Nope. Just trying to understand the facts. I know several people on ACA plans, and I do not believe your experience is representative of the majority. Nevertheless, my comments aren't targeted at you. I maintain that half the median income can vary a great deal in quality of life between different countries.
Linking health care to taxes is a tremendously stupid idea. I wouldn't be surprised if lots of people who were already on employer provided health plans didn't even look at ACA options or were poorly served.
In America if you are really poor you are fucked if you claw your way up slightly you are barely better off or worse than when you started.
I'd bet dollars to donuts that the people you know on ACA plans aren't by most people's definition poor.
And you'd be wrong. In any event, again, your expensive illnesses are not representative, and many people in Washington at half the median income would be getting along suitably well. That same stat in Arkansas may be a very different story. It's at least hypothetically possible (and I don't have a great deal invested in the thesis) that industrious upstanding people in the bottom quartile are actually better off in Japan than in the US, and that could be precisely because of those virtues. The author takes it as a given that being in the bottom quartile is poverty everywhere and concludes those virtues don't matter (see, both countries have lots of people in the bottom quartile -- those Japanese virtues don't make them better off). But because half the median income means different things in different places, I cannot make it there. Not, at least, without more information.
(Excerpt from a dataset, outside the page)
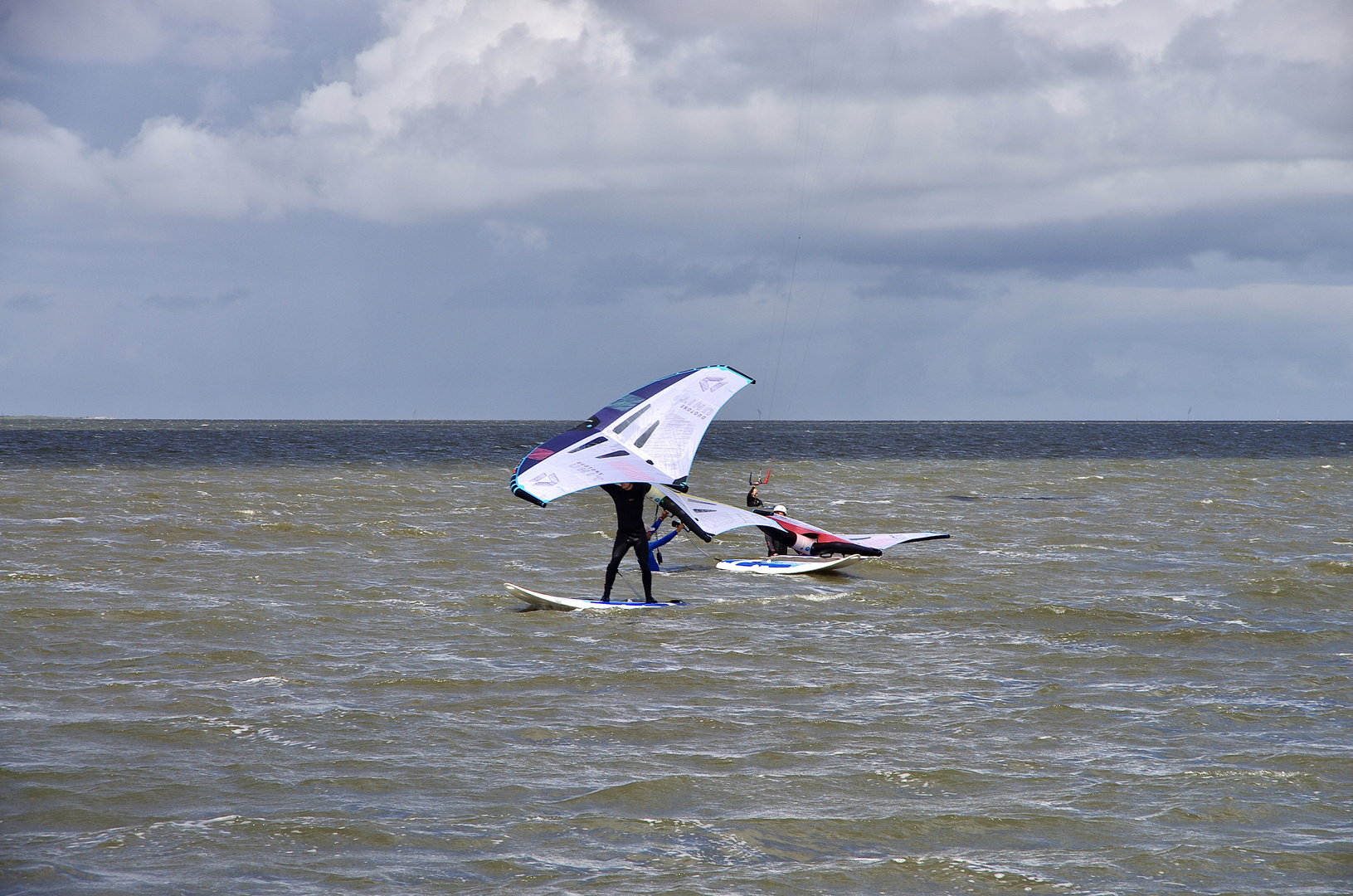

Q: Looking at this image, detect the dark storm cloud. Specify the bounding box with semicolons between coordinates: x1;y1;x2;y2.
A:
839;199;1353;281
0;0;1353;416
The ACA subsidies turned out to be a joke for me.
A) Cheap options like high deductible plans or plans with very high co-pays for drugs make no sense if you know your medical expenses will be quite high.
B) They misjudged how much they should pay towards the VERY expensive options they offer on the market and decided at the end of the year that they had paid too much and I ended up with a huge bill.
C) Non of the options were affordable this year
I'm paying $361 every 2 weeks for employer provided medical and this is still cheaper than the market options were.
If you add the cost of drugs I'm paying closer to 10k out of 36k for medical costs + 3k in taxes leaving me with 23k leaving me with 1900 per month.
In regards to the disposition of people in the state people actually tend to cluster around where the jobs are not where the cows are. 75% of the population of WA state lives in the western 40%. Nearly 1/3 in king county alone heavily clustered around Seattle and outlying cities.
I had some difficulty digging up exact recent sources. In 2000 around 69% of citizens lived in places with populations 50K or more.